Button Crafts: 11 Colorful Projects for a Jar You Can’t Stop Filling

The button jar is the original circular economy: a lifetime of fasteners snipped off worn-out shirts, inherited from somebody's sewing tin, and rattling around waiting for a second job. The eleven projects below run from a five-minute fridge magnet to a thread-wound Dorset button that has been made by hand in England since 1622, with a rainbow wreath, a pearly-style jacket, and a window suncatcher in between.

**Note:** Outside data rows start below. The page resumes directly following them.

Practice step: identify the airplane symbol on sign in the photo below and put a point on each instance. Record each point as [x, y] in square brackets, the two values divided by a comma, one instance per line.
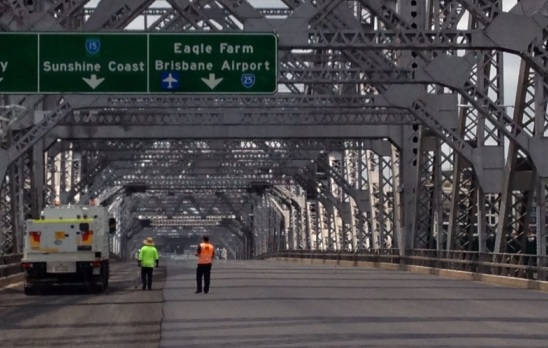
[170, 80]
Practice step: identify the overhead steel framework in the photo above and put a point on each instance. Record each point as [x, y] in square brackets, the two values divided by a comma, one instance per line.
[394, 126]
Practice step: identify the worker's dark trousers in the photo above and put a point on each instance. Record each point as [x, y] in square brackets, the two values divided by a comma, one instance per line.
[204, 271]
[146, 277]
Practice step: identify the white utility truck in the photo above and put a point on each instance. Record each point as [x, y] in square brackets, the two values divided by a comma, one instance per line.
[68, 245]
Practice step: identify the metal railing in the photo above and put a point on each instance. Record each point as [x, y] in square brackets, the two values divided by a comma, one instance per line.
[523, 266]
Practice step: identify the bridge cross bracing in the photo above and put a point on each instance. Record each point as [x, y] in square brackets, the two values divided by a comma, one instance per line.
[391, 128]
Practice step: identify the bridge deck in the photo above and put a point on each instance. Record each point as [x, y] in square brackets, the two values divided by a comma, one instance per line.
[276, 304]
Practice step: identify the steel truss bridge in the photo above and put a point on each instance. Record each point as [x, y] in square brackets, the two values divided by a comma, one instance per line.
[391, 129]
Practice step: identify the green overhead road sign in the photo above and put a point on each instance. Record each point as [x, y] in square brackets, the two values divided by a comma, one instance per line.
[202, 63]
[18, 63]
[104, 63]
[93, 63]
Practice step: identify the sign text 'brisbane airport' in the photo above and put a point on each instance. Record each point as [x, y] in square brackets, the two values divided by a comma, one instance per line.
[104, 63]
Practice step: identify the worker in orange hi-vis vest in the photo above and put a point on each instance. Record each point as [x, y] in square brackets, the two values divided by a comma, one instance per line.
[205, 253]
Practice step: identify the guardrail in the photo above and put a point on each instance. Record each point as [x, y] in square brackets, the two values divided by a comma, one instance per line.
[523, 266]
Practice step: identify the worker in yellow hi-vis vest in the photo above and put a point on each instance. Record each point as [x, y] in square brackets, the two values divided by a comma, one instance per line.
[148, 258]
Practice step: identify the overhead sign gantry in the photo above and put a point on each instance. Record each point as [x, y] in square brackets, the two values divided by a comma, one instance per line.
[103, 63]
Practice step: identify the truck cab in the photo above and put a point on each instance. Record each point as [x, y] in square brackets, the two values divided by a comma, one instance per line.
[67, 245]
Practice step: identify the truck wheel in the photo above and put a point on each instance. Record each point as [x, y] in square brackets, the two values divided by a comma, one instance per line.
[102, 282]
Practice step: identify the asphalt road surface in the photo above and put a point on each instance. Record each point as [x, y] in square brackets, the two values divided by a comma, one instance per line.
[261, 304]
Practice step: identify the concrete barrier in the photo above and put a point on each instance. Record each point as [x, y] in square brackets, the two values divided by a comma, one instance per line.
[446, 273]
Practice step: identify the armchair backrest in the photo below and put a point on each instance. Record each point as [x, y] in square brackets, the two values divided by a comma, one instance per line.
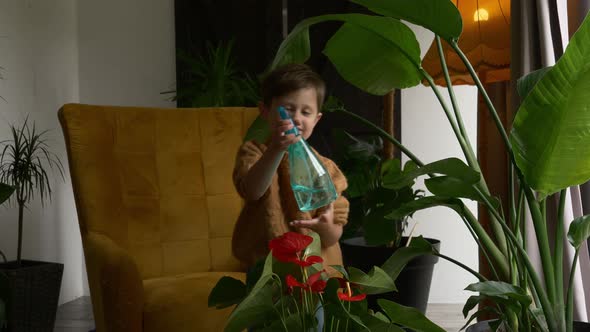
[158, 182]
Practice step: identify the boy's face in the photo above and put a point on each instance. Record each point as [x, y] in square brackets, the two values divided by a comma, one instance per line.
[302, 106]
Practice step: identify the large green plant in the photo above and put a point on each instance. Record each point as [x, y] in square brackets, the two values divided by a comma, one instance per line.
[378, 53]
[24, 164]
[370, 201]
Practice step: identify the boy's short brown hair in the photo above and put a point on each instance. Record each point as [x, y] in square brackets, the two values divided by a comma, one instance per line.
[289, 78]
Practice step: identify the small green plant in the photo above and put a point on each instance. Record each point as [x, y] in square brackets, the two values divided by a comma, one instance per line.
[23, 167]
[214, 80]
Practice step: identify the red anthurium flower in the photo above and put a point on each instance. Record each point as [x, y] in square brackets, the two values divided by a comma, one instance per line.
[315, 283]
[287, 247]
[292, 282]
[353, 298]
[309, 261]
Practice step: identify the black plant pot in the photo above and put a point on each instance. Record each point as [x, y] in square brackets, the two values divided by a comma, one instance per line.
[413, 283]
[484, 327]
[31, 292]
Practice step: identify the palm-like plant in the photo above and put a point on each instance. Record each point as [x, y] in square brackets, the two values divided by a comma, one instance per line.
[214, 80]
[23, 166]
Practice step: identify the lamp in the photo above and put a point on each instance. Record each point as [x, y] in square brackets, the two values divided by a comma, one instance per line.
[485, 40]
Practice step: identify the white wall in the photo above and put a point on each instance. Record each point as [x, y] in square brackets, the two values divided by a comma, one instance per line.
[61, 51]
[122, 52]
[427, 133]
[127, 54]
[38, 52]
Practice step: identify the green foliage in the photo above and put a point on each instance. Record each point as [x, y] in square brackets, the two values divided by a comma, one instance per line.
[268, 306]
[24, 164]
[5, 192]
[371, 200]
[214, 79]
[549, 147]
[557, 107]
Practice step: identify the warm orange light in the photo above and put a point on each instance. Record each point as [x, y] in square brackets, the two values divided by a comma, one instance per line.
[481, 15]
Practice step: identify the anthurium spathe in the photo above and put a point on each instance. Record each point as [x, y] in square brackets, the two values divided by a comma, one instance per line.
[289, 247]
[293, 290]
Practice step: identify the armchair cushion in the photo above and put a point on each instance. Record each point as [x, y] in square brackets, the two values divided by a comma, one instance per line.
[156, 208]
[179, 303]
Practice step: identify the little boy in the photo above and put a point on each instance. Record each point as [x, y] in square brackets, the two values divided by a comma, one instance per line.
[261, 172]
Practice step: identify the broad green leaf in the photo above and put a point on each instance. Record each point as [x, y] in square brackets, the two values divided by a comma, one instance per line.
[439, 16]
[341, 269]
[402, 256]
[376, 282]
[378, 322]
[452, 187]
[525, 84]
[408, 317]
[228, 291]
[579, 231]
[452, 167]
[376, 65]
[258, 131]
[500, 288]
[471, 302]
[5, 192]
[256, 308]
[376, 40]
[425, 203]
[551, 131]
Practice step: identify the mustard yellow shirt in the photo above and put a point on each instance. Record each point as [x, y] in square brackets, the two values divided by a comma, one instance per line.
[268, 217]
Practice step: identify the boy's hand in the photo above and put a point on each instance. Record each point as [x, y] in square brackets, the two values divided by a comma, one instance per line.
[323, 225]
[280, 141]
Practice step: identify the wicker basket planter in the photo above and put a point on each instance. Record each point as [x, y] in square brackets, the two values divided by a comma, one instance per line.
[32, 293]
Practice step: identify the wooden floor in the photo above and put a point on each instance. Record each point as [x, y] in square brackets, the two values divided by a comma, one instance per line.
[76, 316]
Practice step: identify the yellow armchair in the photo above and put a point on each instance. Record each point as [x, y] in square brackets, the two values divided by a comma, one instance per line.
[156, 208]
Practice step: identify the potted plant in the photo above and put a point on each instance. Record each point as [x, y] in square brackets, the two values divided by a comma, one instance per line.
[29, 289]
[212, 79]
[386, 55]
[370, 238]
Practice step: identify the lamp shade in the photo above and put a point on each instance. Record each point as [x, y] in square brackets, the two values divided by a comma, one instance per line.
[485, 40]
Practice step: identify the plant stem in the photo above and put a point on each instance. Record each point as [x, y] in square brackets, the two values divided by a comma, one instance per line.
[483, 92]
[21, 205]
[543, 242]
[486, 241]
[469, 154]
[465, 267]
[544, 299]
[558, 257]
[570, 294]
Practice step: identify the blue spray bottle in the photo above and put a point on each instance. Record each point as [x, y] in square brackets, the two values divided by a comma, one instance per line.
[311, 183]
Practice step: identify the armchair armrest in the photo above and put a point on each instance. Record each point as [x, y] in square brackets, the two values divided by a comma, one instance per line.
[115, 285]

A few lean entirely on what you already own; one or two are worth buying a material for. And before you reach for the hot glue, there is a hard rule buried in here about which buttons you should never commit to a craft, because some of the discs in that jar are worth more than the thing you would glue them to.

article image 1

1. A sewn button monogram you can take apart later

a sewn button monogram you can take apart later 1

Sew the monogram, do not glue it, and the buttons go back in the jar the day you tire of it. Stretch a piece of linen or quilting cotton over a 10 to 12 inch embroidery hoop, pencil your initial, then lay the buttons inside the outline before you commit a single stitch. The non-obvious move is to photograph the layout on your phone once it looks right, because you will knock it askew the moment you thread the needle, and the photo is how you put it back.

a sewn button monogram you can take apart later 1

Keep to one color family. A single letter in graded mother-of-pearl whites reads quiet and a little expensive; the same letter in every color you own reads like a primary-school project. Glued monograms on burlap were everywhere around 2012 and they have aged badly. Linen, real thread, and a recoverable result is the version worth your evening.

2. Dorset buttons: a 400-year-old jewelry craft you wind by hand

A Dorset button is just thread wound over a ring, and it is the most sustainable button you can make: no plastic, no mold, no waste, and a closure that outlasts the garment it fastens. The craft is named for the English county where Abraham Case set up the first commercial button-making operation in Shaftesbury in 1622, and it employed thousands of rural outworkers until a button-making press shown at the 1851 Great Exhibition put them out of business almost overnight. A skilled buttoner could turn out six dozen a day. The skill passed mother to daughter, was nearly lost, and in 2017 the Heritage Crafts Association added button making to its register of endangered crafts.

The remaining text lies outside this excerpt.